Elk NetworkHands-on New Mexico Volunteers Spruce Up Wildlife Habitat

Volunteer News | March 23, 2023

From fish to elk, Coues’ whitetail deer to mule deer, pronghorn antelope to black bears to turkey to mountain lions and beyond, New Mexico has an incredible array of wildlife. And when it comes to actions that help keep them and their habitats thriving, Rocky Mountain Elk Foundation volunteers in the Land of Enchantment like to take a hands-on approach.

During the summer of 2022, RMEF volunteers laced up their track shoes (so to speak) to try to run down newborn elk calves in the Gila National Forest near the New Mexico-Arizona state line. The goal was to capture the animals so New Mexico Game and Fish biologists could outfit them with GPS collars to monitor their movement, survival and mortality. Click here to watch an RMEF Films production of the effort.

In the fall of 2021, some 275 miles to the east in southcentral New Mexico, RMEF volunteers wholeheartedly tackled a completely different type of task. They gathered in the Lincoln National Forest to build and install four beaver dam analogs. What are those, you ask? They are man-made devices meant to mimic the structure of a beaver dam.

RMEF volunteers worked alongside other groups to strategically place rocks and posts, then cut, weave and stack willows through them. The result was structures that slow the spread of water, form pools, capture sediment and increase willow and riparian vegetation while helping prevent stream bank erosion.

They also installed multiple one-rock dams with the beaver dam analogs along 1.2 miles of Big Bear Creek. The Big Bear riparian area (Hunting Unit 36) serves as an important habitat for elk and other big game species by providing forage, water, cover and acts as a migration corridor from winter to summer ranges.

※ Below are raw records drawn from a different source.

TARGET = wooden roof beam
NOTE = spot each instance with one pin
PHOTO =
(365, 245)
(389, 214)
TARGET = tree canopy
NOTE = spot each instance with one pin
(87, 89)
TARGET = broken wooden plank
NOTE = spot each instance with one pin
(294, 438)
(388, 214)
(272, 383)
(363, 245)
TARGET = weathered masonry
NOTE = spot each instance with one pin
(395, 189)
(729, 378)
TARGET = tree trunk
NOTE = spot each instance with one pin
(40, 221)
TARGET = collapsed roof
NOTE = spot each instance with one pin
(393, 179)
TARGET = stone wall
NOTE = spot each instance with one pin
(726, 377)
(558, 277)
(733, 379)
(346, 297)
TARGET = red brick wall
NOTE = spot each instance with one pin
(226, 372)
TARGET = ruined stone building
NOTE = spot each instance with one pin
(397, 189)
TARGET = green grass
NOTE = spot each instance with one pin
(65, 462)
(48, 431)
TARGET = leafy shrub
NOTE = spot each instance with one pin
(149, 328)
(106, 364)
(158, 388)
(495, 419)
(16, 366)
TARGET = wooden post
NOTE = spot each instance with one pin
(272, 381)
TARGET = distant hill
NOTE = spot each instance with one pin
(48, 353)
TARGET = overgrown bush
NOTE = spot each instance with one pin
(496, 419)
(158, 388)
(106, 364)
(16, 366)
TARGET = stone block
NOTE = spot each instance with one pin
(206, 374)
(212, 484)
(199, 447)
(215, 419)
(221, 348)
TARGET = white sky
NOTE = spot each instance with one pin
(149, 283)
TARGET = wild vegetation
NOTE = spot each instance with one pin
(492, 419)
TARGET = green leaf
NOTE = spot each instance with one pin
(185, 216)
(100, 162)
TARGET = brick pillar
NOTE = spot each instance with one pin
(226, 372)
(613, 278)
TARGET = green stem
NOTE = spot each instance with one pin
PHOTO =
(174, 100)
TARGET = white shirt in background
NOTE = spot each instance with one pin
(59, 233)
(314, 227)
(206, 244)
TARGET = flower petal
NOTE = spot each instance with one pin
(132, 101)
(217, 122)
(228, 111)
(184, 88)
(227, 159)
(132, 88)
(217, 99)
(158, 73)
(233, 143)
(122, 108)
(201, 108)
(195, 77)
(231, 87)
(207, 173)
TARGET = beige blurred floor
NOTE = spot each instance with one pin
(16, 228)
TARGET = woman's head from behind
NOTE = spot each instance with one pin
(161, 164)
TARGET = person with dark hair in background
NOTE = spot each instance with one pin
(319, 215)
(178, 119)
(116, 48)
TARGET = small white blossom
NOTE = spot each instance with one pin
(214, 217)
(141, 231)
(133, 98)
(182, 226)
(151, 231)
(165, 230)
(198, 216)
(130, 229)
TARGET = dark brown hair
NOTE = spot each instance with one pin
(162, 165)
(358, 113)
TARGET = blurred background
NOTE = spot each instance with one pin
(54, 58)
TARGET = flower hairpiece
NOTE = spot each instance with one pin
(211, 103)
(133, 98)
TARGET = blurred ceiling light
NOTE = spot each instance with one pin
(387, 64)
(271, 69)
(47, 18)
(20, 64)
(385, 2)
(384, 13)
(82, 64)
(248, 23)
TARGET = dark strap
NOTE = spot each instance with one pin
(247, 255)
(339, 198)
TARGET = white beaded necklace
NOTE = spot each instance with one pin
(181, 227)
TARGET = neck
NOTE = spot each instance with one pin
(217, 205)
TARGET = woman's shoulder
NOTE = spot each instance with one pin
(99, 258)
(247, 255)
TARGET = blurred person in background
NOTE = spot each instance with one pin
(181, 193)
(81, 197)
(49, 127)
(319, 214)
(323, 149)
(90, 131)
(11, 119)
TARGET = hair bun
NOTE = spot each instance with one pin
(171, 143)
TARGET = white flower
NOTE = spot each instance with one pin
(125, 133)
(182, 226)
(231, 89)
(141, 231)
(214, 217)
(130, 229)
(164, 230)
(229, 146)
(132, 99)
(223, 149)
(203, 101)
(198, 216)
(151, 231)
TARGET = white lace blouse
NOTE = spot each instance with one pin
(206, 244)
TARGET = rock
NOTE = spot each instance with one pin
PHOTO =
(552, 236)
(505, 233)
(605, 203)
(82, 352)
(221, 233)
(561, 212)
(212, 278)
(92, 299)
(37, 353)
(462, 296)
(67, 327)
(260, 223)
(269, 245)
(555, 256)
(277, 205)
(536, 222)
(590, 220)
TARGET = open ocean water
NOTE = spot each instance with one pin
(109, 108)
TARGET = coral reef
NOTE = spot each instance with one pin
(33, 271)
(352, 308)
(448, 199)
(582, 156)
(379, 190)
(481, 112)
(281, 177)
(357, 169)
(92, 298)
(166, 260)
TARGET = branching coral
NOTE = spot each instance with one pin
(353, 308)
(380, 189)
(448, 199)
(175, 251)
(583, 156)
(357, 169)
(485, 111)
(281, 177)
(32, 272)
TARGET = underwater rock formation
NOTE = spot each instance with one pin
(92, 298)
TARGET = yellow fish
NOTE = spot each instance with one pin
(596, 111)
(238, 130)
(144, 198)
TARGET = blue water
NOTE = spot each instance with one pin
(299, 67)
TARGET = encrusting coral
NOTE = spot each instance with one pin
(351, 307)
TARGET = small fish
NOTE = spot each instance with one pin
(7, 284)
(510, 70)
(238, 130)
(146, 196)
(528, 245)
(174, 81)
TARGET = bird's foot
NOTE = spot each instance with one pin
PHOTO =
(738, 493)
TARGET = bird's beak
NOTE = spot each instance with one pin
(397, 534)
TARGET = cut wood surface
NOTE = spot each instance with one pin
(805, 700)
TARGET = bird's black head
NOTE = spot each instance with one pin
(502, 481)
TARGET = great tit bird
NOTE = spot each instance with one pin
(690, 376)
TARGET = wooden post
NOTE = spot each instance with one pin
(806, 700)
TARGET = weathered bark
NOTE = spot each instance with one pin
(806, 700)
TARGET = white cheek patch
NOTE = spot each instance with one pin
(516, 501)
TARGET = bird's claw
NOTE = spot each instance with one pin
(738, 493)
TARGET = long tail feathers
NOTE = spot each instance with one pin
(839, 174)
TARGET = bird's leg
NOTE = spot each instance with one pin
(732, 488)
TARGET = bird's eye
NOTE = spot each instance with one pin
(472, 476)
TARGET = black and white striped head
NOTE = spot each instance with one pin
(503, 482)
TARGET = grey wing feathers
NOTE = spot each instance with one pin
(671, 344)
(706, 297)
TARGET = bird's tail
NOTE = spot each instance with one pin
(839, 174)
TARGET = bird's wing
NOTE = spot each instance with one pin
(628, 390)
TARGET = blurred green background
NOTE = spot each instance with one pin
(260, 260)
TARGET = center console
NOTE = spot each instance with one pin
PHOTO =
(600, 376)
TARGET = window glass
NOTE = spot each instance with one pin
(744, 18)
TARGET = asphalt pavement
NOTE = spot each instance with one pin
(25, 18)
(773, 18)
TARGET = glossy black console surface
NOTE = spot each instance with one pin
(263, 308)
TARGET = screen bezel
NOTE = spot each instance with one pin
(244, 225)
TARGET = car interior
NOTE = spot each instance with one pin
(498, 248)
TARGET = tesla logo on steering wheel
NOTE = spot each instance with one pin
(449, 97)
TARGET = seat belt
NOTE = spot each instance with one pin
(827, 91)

“Just terrific work by our volunteers! They just go and go and go,” says Josh McDonald, RMEF’s New Mexico regional director. “And let’s not forget that they also give their time year-round to plan, organize and host fundraising banquets. Those dollars are vital because they go back on the ground to help conserve and enhance habitat, and supply funding for youth recreational shooting teams, mentored hunts and other hunting and conservation related efforts.”

Thanks to its volunteers, RMEF and its partners completed 449 conservation and hunting heritage outreach projects in New Mexico to date, with a combined value of more than $46.1 million. Those projects conserved or enhanced 539,825 acres of habitat and opened or improved public access to 110,483 acres.